In such set up, the total magnetization is zero and jumps to non-zero value at a critical paramater K_c. The value K_c is known analytically, so choice of t0, dt, and K_step is dictated from good enough convergence between analytical K_c and observed jump of total magnetization.
You can look into remake; There you can define new initial conditions and parameter values like so:
remake(prob; p=new_ps, u0=new_u0)
Just be careful of the format of u0 and p. For p I think a vector of pairs works fine. However, for u0 it may need to be flat.
For Example in my project I use something like:
function resolve(ps, prev_sol=nothing;prob, onlylast=true)
if prev_sol===nothing
updated_prob = remake(prob, p = ps)
else
updated_prob = remake(prob, p = ps, u0=vcat([val[end,:] for val in values(prev_sol.u)]...))
end
# Solution of the ODE system
if onlylast
@suppress return solve(updated_prob, TRBDF2(), save_on=false, save_start=false)
else
return solve(updated_prob, TRBDF2())
end
end
to “wrap” the previous sol into the new problem. However I’m using MoL/MTK, rather than DE.jl directly so the syntax may be “less forgiving” for me.
Also look into the save_on=false, save_start=false parameters if you only need the last step, may give a performance boost if you model is large enough.
Then why not change K smoothly in time, rather than in jumps? e.g. let K(t) = \frac{t}{T} K_f and integrate the ODE from t=0 to t=T, looking at larger and larger T? Smoothness is almost always more efficient for ODE solvers, and such a K(t) is a lot easier for you to code as well.

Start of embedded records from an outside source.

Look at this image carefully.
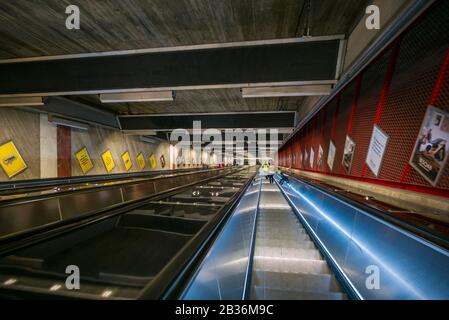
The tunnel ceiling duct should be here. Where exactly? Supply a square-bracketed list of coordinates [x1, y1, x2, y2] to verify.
[0, 36, 344, 97]
[100, 91, 175, 103]
[118, 112, 295, 131]
[242, 84, 332, 98]
[0, 97, 44, 107]
[42, 97, 119, 129]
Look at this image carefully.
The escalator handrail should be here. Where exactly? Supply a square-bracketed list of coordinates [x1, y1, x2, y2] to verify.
[0, 168, 210, 192]
[0, 168, 243, 252]
[138, 169, 256, 300]
[242, 178, 263, 300]
[284, 171, 449, 250]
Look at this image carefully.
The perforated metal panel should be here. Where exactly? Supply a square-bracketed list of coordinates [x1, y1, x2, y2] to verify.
[280, 1, 449, 189]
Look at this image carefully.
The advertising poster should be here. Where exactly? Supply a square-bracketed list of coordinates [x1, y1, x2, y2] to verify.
[366, 125, 389, 177]
[341, 136, 355, 173]
[317, 144, 324, 169]
[160, 155, 165, 168]
[101, 150, 115, 172]
[0, 141, 27, 178]
[122, 151, 133, 171]
[75, 148, 94, 174]
[310, 148, 315, 169]
[410, 106, 449, 186]
[150, 154, 157, 169]
[137, 152, 145, 170]
[327, 140, 337, 171]
[303, 150, 309, 168]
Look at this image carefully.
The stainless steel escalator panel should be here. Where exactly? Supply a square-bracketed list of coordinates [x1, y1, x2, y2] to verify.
[181, 181, 259, 300]
[251, 183, 347, 300]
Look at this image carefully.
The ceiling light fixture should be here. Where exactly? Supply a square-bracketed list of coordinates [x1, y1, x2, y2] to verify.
[242, 84, 332, 98]
[48, 114, 89, 130]
[0, 97, 44, 107]
[100, 91, 175, 103]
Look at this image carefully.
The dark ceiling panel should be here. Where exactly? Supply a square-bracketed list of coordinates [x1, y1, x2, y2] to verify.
[0, 0, 370, 59]
[119, 112, 295, 130]
[70, 89, 304, 114]
[0, 40, 340, 95]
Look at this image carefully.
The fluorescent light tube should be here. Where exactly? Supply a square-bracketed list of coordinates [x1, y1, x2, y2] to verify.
[0, 97, 44, 107]
[100, 91, 175, 103]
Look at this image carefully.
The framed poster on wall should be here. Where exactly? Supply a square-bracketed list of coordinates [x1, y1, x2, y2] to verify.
[317, 144, 324, 169]
[122, 151, 133, 171]
[310, 148, 315, 169]
[160, 155, 165, 168]
[341, 136, 355, 174]
[327, 140, 337, 172]
[75, 147, 94, 174]
[0, 141, 28, 178]
[150, 153, 157, 169]
[410, 106, 449, 186]
[137, 152, 145, 170]
[366, 125, 390, 177]
[101, 149, 115, 172]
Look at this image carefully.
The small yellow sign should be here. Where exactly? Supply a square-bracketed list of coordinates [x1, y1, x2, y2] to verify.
[0, 141, 28, 178]
[137, 152, 145, 170]
[75, 148, 94, 174]
[122, 151, 133, 171]
[150, 154, 157, 169]
[101, 150, 115, 172]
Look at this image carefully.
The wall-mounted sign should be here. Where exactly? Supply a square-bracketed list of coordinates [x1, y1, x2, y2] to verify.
[410, 106, 449, 186]
[101, 150, 115, 172]
[75, 147, 94, 174]
[341, 136, 355, 173]
[150, 154, 157, 169]
[366, 125, 389, 177]
[122, 151, 133, 171]
[137, 152, 145, 170]
[317, 144, 324, 169]
[327, 140, 337, 171]
[310, 148, 315, 169]
[0, 141, 27, 178]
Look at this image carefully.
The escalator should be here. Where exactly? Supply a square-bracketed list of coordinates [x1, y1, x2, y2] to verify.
[251, 181, 347, 300]
[179, 171, 449, 300]
[0, 168, 255, 299]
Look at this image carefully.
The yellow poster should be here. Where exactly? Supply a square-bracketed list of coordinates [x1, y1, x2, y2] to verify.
[150, 154, 157, 169]
[101, 150, 115, 172]
[137, 152, 145, 170]
[75, 148, 94, 174]
[0, 141, 27, 178]
[122, 151, 133, 171]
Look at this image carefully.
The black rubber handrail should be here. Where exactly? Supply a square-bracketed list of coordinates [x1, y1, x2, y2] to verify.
[0, 168, 243, 257]
[0, 168, 205, 192]
[242, 178, 263, 300]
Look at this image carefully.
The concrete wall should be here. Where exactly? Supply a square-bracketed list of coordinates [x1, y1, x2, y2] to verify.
[344, 0, 412, 71]
[0, 108, 170, 181]
[72, 127, 169, 176]
[0, 108, 41, 181]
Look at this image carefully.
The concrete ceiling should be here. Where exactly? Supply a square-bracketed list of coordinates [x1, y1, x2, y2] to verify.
[71, 89, 304, 114]
[0, 0, 369, 114]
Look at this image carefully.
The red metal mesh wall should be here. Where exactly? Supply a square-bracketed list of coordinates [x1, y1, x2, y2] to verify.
[280, 1, 449, 194]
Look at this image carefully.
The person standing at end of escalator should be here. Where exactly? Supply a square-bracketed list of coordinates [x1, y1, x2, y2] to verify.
[268, 163, 276, 184]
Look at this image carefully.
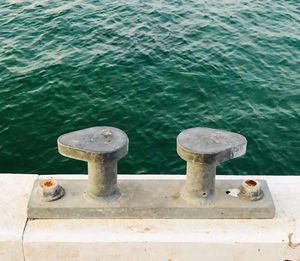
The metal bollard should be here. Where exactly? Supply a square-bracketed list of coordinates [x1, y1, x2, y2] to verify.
[57, 126, 129, 201]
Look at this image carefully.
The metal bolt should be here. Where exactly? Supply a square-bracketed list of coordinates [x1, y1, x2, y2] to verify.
[57, 127, 129, 201]
[38, 179, 65, 201]
[239, 179, 264, 201]
[177, 127, 247, 204]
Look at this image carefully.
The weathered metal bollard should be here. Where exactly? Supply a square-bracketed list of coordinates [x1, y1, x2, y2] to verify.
[177, 127, 247, 204]
[57, 127, 128, 201]
[27, 127, 275, 219]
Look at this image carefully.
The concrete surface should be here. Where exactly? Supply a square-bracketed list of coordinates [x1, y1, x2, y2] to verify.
[0, 174, 300, 261]
[0, 174, 38, 261]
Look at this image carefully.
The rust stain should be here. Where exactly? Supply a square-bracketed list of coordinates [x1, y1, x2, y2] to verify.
[43, 180, 55, 187]
[127, 223, 133, 230]
[172, 192, 180, 200]
[288, 233, 300, 249]
[245, 179, 257, 187]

A good way to look at the adiabatic limit T \to \infty of the solution u(T) might be to do Richardson extrapolation via Richardson.jl, e.g. do Richardson.extrapolate(u, Tâ‚€, x0=Inf, contract=0.5), which will compute u(T) (where this is a function that calls the ODE solver with K(t) for a given T as above) and repeatedly double T starting at Tâ‚€, doing polynomial extrapolation in 1/T at increasingly high orders until the result is converged to the available precision.
(The other thing you could do is to study the steady states of your ODE \frac{du}{dt} = f(u,K) by directly searching for the roots f(u,K) = 0, using a root-finding algorithm rather than an ODE solver. Hysteresis corresponds to the existence of multiple stable roots u for a given K, where stability is determined by the eigenvalues of the Jacobian of f at the roots, i.e. linear-stability analysis.)